Sounded too good to be true, and suspicious me thought all they do is scrape the auto generated captions of YouTube and show those as paragraphs. I was positively surprised though, how thorough the tool was.
Much like ChatGPT or the Bing Chat in Microsoft Edge, it wrote a proper blog post for me, taking the information from the video. It found and included relevant links and whilst the post didn’t sound like me, it cut my writing time in half.
The editing interface reminds of Medium or WordPress, so they are treading the cowpaths here.
Context-aware screenshot tool
Not relevant to this video, but I also love that it gives you a “include screenshot” option. This one shows the video at the time stamp the generated paragraph talks about and allows you to include a screenshot of that time.

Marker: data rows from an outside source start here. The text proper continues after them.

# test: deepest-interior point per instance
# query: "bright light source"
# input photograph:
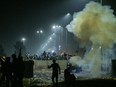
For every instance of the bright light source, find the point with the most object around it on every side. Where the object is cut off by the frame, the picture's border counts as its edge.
(68, 14)
(53, 34)
(53, 26)
(53, 51)
(37, 32)
(23, 39)
(50, 38)
(41, 31)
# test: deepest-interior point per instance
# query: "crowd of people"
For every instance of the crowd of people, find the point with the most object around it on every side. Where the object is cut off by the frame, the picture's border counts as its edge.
(13, 72)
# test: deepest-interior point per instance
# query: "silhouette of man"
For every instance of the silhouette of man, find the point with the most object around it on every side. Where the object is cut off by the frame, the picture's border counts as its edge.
(8, 71)
(67, 76)
(55, 70)
(14, 70)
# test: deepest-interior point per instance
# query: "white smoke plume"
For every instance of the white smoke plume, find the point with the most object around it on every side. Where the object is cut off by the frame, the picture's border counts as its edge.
(96, 23)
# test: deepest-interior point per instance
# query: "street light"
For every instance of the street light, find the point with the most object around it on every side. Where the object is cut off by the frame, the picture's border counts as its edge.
(39, 31)
(23, 40)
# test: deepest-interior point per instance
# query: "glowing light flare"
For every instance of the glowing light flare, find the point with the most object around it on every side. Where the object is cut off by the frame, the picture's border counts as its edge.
(23, 39)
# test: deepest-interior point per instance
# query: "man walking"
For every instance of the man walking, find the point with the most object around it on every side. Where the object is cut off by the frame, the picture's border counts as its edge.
(55, 70)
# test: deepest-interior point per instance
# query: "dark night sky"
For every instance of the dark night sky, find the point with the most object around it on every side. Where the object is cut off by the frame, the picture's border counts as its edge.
(22, 18)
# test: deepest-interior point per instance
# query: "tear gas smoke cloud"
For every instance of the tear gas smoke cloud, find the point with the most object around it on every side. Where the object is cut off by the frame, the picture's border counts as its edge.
(96, 23)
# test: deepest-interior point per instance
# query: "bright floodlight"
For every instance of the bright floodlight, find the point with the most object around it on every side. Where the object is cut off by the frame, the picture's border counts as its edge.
(53, 26)
(23, 39)
(50, 38)
(37, 32)
(53, 51)
(68, 14)
(41, 31)
(53, 34)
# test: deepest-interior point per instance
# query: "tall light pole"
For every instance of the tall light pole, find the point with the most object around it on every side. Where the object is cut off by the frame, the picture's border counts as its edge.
(58, 29)
(23, 40)
(39, 32)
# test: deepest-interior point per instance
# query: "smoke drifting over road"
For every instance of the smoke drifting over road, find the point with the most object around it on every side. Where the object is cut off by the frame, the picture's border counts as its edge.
(96, 23)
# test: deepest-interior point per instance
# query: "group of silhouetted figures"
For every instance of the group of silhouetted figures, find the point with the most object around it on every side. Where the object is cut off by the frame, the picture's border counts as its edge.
(12, 72)
(69, 78)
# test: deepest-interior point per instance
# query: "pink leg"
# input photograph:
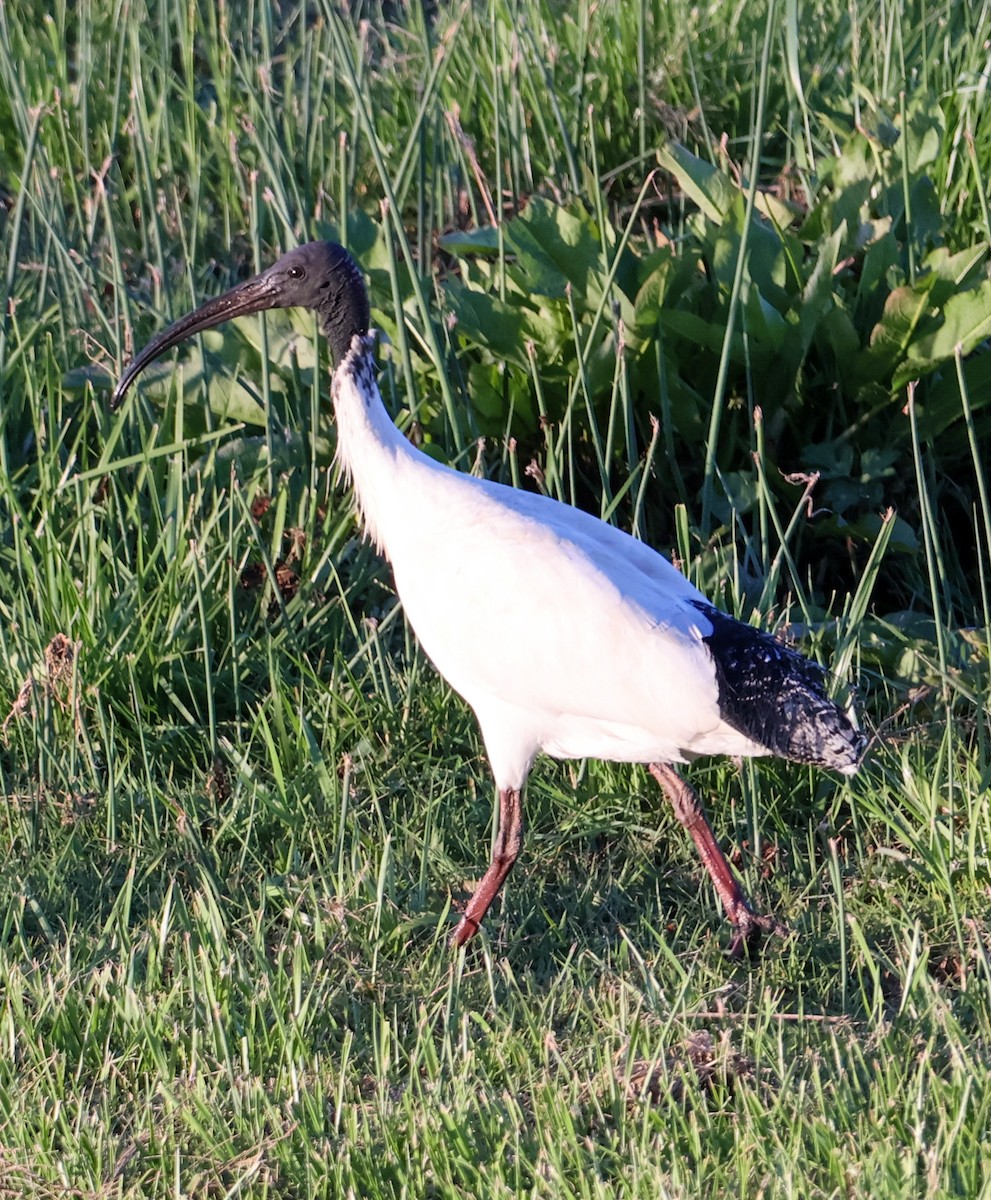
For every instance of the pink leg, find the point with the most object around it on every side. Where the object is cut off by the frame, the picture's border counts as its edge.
(689, 811)
(503, 857)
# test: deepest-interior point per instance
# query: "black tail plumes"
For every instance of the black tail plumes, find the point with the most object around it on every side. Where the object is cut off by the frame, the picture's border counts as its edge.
(778, 697)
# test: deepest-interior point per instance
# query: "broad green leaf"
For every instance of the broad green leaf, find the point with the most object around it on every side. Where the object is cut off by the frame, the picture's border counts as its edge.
(701, 181)
(966, 322)
(488, 322)
(556, 246)
(905, 310)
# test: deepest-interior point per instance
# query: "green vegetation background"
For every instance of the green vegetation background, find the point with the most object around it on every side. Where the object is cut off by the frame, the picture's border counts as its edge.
(716, 273)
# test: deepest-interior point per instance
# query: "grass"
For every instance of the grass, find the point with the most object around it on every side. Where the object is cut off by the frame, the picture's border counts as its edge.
(236, 798)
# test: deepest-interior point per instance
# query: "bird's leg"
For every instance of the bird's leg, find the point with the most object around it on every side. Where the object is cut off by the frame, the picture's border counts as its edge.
(503, 857)
(688, 808)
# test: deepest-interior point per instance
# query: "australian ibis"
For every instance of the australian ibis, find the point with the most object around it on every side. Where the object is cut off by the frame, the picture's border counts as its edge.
(565, 635)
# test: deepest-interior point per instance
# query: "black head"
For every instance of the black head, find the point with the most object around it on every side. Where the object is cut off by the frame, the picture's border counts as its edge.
(319, 275)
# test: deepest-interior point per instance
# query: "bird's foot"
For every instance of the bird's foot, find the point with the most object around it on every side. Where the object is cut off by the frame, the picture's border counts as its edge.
(750, 929)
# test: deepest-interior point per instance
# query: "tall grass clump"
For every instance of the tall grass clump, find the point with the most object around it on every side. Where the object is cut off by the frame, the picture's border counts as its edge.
(718, 274)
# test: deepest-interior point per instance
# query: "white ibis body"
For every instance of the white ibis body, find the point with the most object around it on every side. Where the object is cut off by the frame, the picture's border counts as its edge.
(564, 634)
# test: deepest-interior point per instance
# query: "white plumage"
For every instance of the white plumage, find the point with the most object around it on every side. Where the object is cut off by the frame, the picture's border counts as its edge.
(565, 635)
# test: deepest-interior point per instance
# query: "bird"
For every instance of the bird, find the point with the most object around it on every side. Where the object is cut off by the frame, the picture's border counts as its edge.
(564, 634)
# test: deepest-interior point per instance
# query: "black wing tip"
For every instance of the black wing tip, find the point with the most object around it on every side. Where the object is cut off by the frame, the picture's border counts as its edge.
(776, 696)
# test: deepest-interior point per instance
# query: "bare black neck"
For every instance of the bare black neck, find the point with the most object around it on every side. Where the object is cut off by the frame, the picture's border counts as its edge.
(343, 307)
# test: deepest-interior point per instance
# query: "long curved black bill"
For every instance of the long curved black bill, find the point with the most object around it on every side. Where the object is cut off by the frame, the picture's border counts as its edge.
(253, 295)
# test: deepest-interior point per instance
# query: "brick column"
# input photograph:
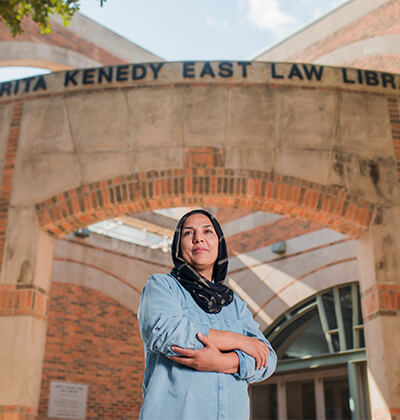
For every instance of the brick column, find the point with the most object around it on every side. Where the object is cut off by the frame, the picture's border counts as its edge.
(379, 258)
(24, 285)
(26, 255)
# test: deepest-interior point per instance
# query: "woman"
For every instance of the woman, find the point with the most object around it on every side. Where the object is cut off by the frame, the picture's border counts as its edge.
(202, 345)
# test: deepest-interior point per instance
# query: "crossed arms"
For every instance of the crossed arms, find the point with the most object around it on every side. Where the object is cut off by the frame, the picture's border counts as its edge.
(166, 330)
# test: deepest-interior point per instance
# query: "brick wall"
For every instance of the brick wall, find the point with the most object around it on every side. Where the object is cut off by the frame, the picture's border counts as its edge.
(61, 37)
(93, 340)
(382, 21)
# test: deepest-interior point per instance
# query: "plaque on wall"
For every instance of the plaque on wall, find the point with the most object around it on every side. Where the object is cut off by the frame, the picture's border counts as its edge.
(67, 401)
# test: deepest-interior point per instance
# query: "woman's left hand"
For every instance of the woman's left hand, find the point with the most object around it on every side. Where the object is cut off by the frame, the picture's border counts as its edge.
(208, 359)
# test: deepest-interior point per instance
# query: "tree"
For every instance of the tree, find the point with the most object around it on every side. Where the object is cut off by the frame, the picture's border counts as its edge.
(12, 12)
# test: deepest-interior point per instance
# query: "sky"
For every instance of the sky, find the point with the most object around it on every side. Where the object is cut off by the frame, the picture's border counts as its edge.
(178, 30)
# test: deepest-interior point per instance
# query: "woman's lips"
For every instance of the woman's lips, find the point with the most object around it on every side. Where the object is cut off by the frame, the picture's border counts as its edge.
(200, 249)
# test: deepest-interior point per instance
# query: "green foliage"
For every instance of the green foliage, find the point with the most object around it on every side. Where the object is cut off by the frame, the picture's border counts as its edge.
(12, 12)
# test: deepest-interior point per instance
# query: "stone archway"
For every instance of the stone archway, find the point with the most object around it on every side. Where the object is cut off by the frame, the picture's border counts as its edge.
(86, 145)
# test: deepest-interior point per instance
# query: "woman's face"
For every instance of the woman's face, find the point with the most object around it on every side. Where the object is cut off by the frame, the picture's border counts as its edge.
(199, 244)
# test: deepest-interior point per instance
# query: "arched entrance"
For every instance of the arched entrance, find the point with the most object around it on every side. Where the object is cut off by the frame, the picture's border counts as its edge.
(86, 145)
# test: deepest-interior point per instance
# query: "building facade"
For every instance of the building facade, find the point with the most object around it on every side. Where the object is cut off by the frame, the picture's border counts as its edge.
(299, 161)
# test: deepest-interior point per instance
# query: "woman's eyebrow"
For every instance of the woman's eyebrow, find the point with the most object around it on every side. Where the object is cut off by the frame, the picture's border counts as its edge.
(191, 227)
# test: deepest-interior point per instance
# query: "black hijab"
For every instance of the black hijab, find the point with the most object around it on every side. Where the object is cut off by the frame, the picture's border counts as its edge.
(210, 296)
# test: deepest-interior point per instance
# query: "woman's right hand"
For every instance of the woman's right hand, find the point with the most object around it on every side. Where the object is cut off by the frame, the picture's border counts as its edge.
(228, 341)
(255, 348)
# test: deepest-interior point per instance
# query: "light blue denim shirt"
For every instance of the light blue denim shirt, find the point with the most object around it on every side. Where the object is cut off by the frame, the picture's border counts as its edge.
(169, 316)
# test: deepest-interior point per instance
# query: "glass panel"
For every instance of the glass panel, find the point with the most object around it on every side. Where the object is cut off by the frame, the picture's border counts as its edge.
(263, 402)
(309, 340)
(360, 320)
(336, 393)
(329, 306)
(345, 296)
(335, 342)
(300, 399)
(362, 340)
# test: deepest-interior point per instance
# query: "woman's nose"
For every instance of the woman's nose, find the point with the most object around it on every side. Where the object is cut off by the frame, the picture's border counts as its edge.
(197, 237)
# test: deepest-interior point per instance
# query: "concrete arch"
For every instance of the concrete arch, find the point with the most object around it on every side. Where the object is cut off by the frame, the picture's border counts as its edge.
(204, 187)
(84, 145)
(51, 57)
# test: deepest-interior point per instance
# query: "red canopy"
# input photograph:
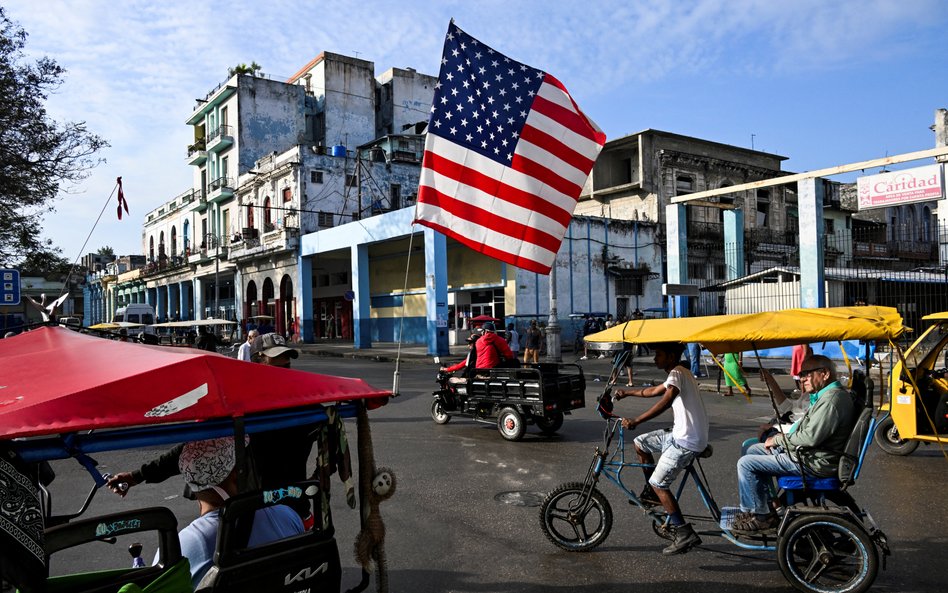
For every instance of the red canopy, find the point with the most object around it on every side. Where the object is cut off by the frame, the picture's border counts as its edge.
(56, 380)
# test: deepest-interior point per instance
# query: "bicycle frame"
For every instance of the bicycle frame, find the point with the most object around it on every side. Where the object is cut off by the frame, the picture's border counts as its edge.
(611, 465)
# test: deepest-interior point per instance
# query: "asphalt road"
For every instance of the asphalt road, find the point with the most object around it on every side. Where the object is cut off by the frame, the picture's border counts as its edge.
(465, 514)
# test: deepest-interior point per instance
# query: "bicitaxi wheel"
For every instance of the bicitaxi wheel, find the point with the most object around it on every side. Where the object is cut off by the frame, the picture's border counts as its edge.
(576, 518)
(438, 414)
(827, 554)
(511, 424)
(888, 439)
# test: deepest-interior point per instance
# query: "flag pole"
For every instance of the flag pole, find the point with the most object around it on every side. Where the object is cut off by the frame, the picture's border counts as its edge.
(553, 325)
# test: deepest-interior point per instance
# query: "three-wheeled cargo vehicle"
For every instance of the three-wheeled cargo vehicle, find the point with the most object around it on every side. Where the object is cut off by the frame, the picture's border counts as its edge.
(68, 395)
(539, 394)
(825, 541)
(918, 400)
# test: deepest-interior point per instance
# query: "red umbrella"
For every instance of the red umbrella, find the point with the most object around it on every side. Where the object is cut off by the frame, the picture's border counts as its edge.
(56, 380)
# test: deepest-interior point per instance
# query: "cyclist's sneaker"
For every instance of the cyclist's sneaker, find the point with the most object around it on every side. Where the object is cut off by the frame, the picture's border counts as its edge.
(751, 524)
(685, 539)
(648, 497)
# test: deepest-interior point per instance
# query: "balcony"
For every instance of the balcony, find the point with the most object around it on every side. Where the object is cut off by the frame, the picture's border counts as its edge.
(220, 189)
(197, 152)
(220, 138)
(280, 239)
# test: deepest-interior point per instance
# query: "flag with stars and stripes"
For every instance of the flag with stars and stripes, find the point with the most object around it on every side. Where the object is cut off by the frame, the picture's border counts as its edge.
(506, 156)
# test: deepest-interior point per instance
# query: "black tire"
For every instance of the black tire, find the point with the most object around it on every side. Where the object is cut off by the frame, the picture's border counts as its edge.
(571, 527)
(549, 424)
(887, 437)
(827, 554)
(511, 424)
(438, 414)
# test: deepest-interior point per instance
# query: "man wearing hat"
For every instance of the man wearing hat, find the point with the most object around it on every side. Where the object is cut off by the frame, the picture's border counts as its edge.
(491, 348)
(208, 469)
(468, 364)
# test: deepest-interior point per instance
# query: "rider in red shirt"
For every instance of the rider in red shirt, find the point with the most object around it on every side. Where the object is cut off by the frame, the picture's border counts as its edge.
(491, 348)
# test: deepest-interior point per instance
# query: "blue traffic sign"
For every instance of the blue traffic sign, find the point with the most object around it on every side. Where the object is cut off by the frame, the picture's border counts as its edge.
(9, 287)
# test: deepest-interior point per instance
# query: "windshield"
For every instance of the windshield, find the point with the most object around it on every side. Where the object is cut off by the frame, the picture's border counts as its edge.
(935, 338)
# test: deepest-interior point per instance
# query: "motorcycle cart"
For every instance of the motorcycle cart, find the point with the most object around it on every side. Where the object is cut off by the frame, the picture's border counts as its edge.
(71, 396)
(825, 542)
(540, 394)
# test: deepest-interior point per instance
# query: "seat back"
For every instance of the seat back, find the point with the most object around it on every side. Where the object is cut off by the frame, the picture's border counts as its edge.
(855, 451)
(306, 561)
(170, 575)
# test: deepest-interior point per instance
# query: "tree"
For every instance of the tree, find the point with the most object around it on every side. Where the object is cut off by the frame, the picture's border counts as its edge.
(253, 69)
(38, 156)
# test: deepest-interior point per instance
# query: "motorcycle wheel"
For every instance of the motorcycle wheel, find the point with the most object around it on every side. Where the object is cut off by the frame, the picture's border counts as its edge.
(549, 424)
(887, 437)
(573, 524)
(511, 424)
(827, 553)
(438, 414)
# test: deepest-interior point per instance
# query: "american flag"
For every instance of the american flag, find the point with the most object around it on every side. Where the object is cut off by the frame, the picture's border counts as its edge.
(506, 156)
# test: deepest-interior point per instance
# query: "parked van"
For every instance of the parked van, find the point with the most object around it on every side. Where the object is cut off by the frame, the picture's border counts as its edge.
(135, 313)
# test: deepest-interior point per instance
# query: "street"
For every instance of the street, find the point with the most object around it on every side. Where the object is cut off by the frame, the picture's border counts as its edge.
(465, 513)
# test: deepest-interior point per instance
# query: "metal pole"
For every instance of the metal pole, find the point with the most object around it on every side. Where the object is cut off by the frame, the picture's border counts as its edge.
(217, 280)
(553, 326)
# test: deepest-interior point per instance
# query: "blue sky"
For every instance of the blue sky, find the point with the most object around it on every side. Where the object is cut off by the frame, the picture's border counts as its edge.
(823, 83)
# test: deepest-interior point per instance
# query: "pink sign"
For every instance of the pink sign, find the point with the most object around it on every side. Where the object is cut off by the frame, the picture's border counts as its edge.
(922, 184)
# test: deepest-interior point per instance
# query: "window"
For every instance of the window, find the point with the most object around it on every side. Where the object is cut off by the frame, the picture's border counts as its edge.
(763, 207)
(684, 184)
(395, 196)
(630, 285)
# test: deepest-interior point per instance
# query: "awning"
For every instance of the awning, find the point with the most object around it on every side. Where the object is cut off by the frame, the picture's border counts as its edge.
(56, 380)
(739, 333)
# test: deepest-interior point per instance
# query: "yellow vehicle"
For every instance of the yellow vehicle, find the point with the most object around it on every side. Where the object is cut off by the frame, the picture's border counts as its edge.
(918, 406)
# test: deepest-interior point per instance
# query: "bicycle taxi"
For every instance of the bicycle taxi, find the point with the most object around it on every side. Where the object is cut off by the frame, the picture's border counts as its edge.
(69, 395)
(825, 541)
(918, 401)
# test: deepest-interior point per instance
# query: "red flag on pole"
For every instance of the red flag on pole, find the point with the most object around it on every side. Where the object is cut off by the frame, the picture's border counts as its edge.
(506, 156)
(122, 202)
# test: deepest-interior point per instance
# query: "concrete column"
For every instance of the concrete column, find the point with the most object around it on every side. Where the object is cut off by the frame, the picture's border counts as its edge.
(305, 265)
(676, 228)
(362, 301)
(183, 301)
(734, 243)
(198, 299)
(436, 292)
(812, 285)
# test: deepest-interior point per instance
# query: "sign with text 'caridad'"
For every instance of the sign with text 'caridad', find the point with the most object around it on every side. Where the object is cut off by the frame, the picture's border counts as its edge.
(922, 184)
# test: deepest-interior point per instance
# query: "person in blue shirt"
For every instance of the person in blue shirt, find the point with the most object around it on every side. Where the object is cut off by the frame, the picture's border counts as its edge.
(208, 468)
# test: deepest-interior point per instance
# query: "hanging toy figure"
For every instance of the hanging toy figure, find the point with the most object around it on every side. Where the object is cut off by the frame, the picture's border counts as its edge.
(376, 485)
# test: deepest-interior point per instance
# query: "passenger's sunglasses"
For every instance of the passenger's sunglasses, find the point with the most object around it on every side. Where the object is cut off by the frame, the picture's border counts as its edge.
(807, 373)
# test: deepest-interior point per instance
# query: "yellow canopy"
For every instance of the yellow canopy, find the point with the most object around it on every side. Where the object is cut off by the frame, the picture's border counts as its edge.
(772, 329)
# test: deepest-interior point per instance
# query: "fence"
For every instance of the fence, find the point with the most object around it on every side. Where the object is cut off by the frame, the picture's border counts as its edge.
(902, 268)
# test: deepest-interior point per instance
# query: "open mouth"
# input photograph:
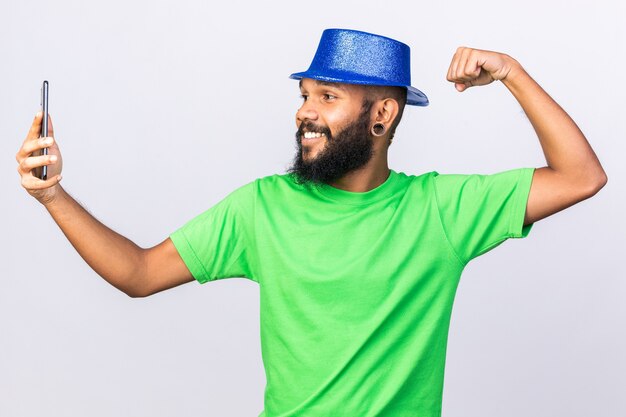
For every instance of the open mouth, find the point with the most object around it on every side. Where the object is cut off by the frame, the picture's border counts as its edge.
(312, 135)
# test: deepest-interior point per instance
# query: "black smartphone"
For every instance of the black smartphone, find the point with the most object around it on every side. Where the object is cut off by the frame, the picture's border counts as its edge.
(42, 172)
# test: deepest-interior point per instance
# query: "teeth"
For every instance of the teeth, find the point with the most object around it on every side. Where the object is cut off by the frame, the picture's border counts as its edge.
(311, 135)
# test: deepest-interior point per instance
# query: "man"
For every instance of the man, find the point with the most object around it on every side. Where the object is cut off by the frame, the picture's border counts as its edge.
(357, 264)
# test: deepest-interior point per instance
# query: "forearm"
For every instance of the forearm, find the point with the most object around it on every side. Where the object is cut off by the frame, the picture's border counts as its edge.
(115, 258)
(565, 147)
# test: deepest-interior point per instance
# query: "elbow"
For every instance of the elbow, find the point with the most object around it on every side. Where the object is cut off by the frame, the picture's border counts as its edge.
(598, 183)
(135, 292)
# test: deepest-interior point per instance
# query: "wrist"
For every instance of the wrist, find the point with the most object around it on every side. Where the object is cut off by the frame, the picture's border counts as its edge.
(515, 73)
(52, 198)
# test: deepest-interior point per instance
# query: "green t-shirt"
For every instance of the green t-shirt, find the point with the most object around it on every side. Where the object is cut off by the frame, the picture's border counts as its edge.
(356, 288)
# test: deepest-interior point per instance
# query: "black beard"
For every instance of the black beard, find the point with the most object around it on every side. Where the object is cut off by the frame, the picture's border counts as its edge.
(349, 150)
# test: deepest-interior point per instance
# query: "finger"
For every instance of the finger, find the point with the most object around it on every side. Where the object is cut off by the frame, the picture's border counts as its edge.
(33, 183)
(30, 163)
(460, 70)
(454, 64)
(33, 145)
(35, 129)
(471, 69)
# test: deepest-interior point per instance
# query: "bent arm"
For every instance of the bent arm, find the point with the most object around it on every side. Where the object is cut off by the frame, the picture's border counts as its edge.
(136, 271)
(574, 172)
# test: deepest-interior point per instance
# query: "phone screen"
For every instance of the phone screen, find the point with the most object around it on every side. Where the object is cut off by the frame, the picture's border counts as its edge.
(42, 172)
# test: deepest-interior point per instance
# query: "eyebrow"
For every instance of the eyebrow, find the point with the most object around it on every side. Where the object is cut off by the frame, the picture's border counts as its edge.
(327, 84)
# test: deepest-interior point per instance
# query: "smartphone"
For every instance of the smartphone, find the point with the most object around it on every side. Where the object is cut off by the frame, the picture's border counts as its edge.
(42, 172)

This is much more useful with content that has more meaning that just me talking. Like a slide or a code demo. Code, by the way also seems to get detected and turned into code blocks automatically.
Publish or export as Markdown or HTML
Once you are happy with the result, you can either publish the post on Video Tap, or you can export it as HTML or Markdown.
The pricing is $1 per minute of video, which is just fair and there are also bulk pricing options for YouTube channels.
Things I’d love to see
I can see myself using this a lot in the nearer future, but there are a few things I’d love to have to make it even better:
The ability to upload local videos / not publicly available hosted videos This is now a feature, hooray!
Sharing to LinkedIn / WordPress / Medium
A domain that is the name of the product. I keep forgetting “Videotapit” and “Videotap” is a domain squatting site.